Table 1 Demographics of adenocarcinoma patients and squamous cell carcinoma patients. Data are expressed as mean ± standard deviation for age and BMI.

Full size table

The classification performance of lung cancer subtypes with resampling only

The minority class (SCC) samples account for about 28% in approach 1. We resampled the SCC samples and made the class ratio of AC (n = 175) to SCC (n = 172) to be almost equal in the training set by using borderlin2-SMOTE in approach 2. The class distribution of the training data, before and after resampling, was shown in Fig. 3. As can be seen in the PCA scatter plot (Fig. 3), the data in the SCC class was noticeably increased after resampling, but not yet for classification trends between SCC and AC patients. Thus supervised classifiers were utilized to get better classification performance.

The performance of five different supervised classifiers in approach 1 and the average±standard deviation (SD) in approach 2 were presented after parameter optimization (Table 2). The results in Table 2 indicated that the sensitivity and specificity of models were relatively balanced after resampling, and not like that in approach 1 with very high sensitivity but poor specificity. High sensitivity meant the more AC samples were correctly classified, while poor specificity (Specificity = 0) represented the SCC samples were completely misclassified. The AUC and G-mean values of models were shown in Fig. 4, what can be seen is that the overall performance of classifiers has been significantly improved when the training set was balanced with resampling (except for MLP). The poor specificity caused the bad G-mean result of KNN and SVM in approach 1. Figure 4 presented that the KNN classifier obtained the optimal result with the AUC (0.58, SD = 0.01) and G-mean (55.70, SD = 3.04) after resampling. Moreover, the classification performance of KNN classifier got significant promotion after resampling in approach 2 compared with the case in approach 1. The reason can be explained by the introduction of synthesized data, which would be useful to build the feature space in the view of Euclidean distance.

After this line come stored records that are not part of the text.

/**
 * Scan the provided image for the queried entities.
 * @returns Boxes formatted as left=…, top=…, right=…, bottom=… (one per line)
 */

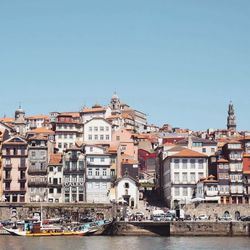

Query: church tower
left=110, top=93, right=121, bottom=115
left=227, top=102, right=236, bottom=131
left=14, top=106, right=26, bottom=136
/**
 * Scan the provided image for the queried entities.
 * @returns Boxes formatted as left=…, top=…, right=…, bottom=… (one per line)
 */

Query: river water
left=0, top=235, right=250, bottom=250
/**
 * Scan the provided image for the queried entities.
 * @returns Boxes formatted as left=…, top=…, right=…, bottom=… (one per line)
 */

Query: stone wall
left=0, top=203, right=114, bottom=221
left=183, top=203, right=250, bottom=219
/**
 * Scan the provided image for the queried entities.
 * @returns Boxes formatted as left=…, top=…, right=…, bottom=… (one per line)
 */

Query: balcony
left=18, top=176, right=27, bottom=182
left=3, top=176, right=12, bottom=182
left=28, top=168, right=47, bottom=175
left=3, top=164, right=12, bottom=170
left=18, top=165, right=27, bottom=171
left=28, top=179, right=48, bottom=187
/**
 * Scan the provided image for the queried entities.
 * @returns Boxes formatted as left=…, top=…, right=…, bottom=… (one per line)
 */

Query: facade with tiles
left=85, top=145, right=112, bottom=203
left=163, top=149, right=208, bottom=208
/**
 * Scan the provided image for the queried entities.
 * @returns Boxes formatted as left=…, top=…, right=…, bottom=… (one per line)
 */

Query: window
left=190, top=159, right=195, bottom=169
left=182, top=187, right=188, bottom=196
left=102, top=168, right=107, bottom=176
left=190, top=173, right=195, bottom=182
left=88, top=169, right=92, bottom=176
left=198, top=160, right=203, bottom=169
left=174, top=159, right=179, bottom=169
left=174, top=173, right=180, bottom=182
left=174, top=187, right=180, bottom=196
left=182, top=173, right=187, bottom=182
left=182, top=159, right=187, bottom=169
left=95, top=168, right=100, bottom=176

Table 2 The parameter setting, sensitivity, and specificity of five classifiers in approach 1 and approach 2. Abbreviations: Sensitivity and specificity in approach 2 are expressed as mean ± standard deviation.

Full size table

The classification performance of lung cancer subtypes with dimensionality reduction

Given the redundant information that might make the classification results of SCC and AC unsatisfied in breathomics data, the feature dimension reduction methods, namely PCA and SVM-RFE, were adopted to retain relevant information and deduct irrelevant information. For each feature reduction method, we incrementally selected 5–50 features with five steps according to the importance of ranking as input data to classifiers. Figure 5 showed the classification performance of five classifiers in lung cancer subtypes on the testing set. The heat map in Fig. 5(a) showed that PCA-PLS-DA had the best performance (AUC = 0.62) when the number of breathomics features selected was 45. SVM-RFE-PLS-DA (AUC = 0.60), SVM-RFE-MLP (AUC = 0.60), got the same results, which indicated the importance of features in the phase of model training. Figure 5(b) showed that PCA-RF achieved the best G-mean (52.13) among 100 classification models, while its AUC value (0.58) was not the highest. SVM classifier obtained the worst classification performance both in AUC and G-mean. We guessed that the classification hyperplane interface had more AC samples resulting in the lousy specificity in the SVM classifier. Although PCA-PLS-DA had a better AUC value, G-mean (39.36) was not an ideal result for the classification of AC and SCC patients. Thus, the G-mean needed to be improved for better prediction performance in the classification model.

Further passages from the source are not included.